As the evidence is limited, the ATA recommends against treating SCH in children with a TSH level of 5–10 mIU/L. It recommends treating SCH in children when: (a) the TSH level exceeds 10 mIU/L; (b) the child is symptomatic; or (c) the child is at risk for OH. Additionally, treatment may be considered if a goitre is present, the child is TPOAb-positive or when growth is compromised.(140)

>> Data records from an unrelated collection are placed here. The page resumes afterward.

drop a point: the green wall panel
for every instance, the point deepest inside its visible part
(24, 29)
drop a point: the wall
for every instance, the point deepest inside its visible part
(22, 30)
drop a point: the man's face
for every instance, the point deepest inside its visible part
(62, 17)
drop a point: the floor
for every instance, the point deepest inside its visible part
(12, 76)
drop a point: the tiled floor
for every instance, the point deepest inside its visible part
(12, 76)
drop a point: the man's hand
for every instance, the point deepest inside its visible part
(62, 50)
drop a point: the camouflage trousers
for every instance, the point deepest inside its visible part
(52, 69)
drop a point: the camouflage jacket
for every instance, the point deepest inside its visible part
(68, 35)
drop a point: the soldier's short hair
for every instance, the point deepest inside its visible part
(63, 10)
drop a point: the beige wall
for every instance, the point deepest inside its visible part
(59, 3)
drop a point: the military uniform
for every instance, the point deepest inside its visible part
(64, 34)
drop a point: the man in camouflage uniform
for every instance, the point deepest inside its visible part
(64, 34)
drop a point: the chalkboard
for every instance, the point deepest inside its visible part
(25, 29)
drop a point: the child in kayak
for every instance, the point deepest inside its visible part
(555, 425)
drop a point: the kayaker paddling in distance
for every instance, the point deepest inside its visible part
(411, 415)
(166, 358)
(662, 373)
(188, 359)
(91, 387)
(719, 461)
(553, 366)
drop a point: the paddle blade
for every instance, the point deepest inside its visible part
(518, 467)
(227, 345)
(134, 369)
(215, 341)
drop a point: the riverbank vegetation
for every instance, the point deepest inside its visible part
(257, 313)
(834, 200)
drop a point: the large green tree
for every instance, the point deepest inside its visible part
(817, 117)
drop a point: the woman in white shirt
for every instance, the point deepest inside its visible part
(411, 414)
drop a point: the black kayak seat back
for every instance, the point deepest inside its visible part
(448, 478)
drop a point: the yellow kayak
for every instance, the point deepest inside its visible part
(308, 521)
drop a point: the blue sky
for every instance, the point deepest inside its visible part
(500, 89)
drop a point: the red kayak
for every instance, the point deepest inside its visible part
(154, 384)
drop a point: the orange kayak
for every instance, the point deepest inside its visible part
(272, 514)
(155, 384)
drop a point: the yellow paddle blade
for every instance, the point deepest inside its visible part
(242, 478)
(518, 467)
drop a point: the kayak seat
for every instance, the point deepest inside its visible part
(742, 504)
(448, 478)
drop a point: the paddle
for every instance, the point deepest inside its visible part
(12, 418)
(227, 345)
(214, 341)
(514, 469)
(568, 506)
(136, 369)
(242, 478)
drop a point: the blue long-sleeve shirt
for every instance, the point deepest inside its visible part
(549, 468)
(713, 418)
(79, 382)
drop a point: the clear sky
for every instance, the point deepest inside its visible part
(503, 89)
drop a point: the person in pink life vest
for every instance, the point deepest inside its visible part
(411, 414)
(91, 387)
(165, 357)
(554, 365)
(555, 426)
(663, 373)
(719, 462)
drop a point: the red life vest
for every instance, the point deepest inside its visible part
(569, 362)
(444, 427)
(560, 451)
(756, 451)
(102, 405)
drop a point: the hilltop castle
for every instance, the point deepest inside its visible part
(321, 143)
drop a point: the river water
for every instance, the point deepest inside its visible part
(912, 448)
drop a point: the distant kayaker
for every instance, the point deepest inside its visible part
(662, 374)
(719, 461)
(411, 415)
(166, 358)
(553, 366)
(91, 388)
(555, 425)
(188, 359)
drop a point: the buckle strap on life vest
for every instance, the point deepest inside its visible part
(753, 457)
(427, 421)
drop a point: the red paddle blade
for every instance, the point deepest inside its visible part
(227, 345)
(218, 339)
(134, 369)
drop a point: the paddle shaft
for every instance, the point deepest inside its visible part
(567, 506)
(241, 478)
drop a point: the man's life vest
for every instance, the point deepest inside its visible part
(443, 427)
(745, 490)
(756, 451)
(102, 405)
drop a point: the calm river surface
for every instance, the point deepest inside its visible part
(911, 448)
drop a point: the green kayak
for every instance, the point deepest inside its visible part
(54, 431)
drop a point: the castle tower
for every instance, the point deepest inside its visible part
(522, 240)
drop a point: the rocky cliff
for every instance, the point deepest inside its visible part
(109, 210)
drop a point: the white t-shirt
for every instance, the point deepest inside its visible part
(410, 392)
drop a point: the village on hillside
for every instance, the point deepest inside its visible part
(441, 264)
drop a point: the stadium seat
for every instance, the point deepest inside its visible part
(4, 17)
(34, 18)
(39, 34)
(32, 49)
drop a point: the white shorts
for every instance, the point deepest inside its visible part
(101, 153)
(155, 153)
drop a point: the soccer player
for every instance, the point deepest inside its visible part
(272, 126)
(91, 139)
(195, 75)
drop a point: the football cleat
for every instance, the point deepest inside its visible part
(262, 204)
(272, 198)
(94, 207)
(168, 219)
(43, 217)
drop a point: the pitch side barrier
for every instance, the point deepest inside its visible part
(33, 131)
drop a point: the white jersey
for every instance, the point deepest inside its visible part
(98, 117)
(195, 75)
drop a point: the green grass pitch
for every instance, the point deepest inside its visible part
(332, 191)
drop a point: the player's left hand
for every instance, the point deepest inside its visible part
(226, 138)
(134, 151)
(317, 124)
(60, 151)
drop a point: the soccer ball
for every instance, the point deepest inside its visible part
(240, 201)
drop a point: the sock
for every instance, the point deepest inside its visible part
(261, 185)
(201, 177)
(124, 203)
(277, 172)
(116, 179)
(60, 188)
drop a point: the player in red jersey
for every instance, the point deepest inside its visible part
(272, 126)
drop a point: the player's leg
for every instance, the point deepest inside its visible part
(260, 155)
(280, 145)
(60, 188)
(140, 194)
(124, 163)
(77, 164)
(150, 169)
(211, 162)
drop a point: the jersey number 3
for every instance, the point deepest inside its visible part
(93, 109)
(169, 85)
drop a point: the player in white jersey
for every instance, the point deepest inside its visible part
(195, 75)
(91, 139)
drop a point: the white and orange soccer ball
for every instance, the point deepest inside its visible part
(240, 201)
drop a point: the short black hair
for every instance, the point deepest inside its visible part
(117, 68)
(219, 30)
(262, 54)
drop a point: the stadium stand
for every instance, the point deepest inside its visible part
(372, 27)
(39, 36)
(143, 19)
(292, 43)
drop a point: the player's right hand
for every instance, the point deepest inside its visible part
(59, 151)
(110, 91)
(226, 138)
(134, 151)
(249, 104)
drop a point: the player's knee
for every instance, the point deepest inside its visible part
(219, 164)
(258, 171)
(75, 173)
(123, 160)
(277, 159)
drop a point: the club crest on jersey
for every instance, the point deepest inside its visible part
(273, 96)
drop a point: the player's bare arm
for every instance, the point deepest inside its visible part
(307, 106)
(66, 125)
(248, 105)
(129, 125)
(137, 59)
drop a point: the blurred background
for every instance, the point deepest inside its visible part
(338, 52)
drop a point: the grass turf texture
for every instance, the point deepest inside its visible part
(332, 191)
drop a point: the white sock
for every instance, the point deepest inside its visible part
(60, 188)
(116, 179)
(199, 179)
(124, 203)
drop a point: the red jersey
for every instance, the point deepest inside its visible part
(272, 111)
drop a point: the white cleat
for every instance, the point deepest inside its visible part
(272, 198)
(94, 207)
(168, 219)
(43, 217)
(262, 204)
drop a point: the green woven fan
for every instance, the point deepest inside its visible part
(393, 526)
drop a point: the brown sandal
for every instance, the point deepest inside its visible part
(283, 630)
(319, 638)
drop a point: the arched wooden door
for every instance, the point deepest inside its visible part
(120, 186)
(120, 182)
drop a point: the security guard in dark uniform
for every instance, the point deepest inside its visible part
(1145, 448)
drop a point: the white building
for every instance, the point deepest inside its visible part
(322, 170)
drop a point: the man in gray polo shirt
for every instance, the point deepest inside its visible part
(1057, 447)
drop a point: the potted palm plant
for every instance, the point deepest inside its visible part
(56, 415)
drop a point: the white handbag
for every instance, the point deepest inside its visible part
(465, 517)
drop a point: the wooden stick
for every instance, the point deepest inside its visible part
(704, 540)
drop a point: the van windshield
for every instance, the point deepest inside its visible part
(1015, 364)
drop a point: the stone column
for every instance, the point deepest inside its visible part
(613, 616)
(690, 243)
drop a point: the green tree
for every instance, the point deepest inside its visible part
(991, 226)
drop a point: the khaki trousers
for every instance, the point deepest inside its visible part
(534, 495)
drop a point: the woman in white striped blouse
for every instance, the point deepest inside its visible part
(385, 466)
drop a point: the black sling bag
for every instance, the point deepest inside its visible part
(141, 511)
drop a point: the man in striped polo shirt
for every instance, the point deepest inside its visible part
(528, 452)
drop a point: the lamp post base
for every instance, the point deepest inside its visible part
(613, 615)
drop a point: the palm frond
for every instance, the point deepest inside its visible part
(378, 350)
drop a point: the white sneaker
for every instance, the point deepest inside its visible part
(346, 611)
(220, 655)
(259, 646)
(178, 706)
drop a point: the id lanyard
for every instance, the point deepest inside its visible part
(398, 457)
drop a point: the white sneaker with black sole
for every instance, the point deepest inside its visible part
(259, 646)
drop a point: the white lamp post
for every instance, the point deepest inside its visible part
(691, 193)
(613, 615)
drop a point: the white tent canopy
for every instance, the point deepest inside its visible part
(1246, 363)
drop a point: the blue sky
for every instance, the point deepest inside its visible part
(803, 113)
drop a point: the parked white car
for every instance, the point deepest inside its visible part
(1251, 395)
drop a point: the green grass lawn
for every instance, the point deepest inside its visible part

The treatment of SCH is highly controversial. These controversies may be clarified when the results of the Thyroid Hormone Replacement for Subclinical Hypothyroidism study, an ongoing multi-centre European RCT, are published. For now, the treatment decision needs to be individualised. Treatment may be considered if: (a) symptoms are present; (b) there is a goitre; (c) there is risk of progression to OH; (d) there are risks of CHD, particularly in patients younger than 70 years of age; or (e) TSH levels exceed 10 mIU/L. Furthermore, SCH should be identified accurately (if possible) and treated adequately in pregnant women, lactating mothers, neonates and children. This is because unidentified and untreated SCH in these populations may lead to dire consequences.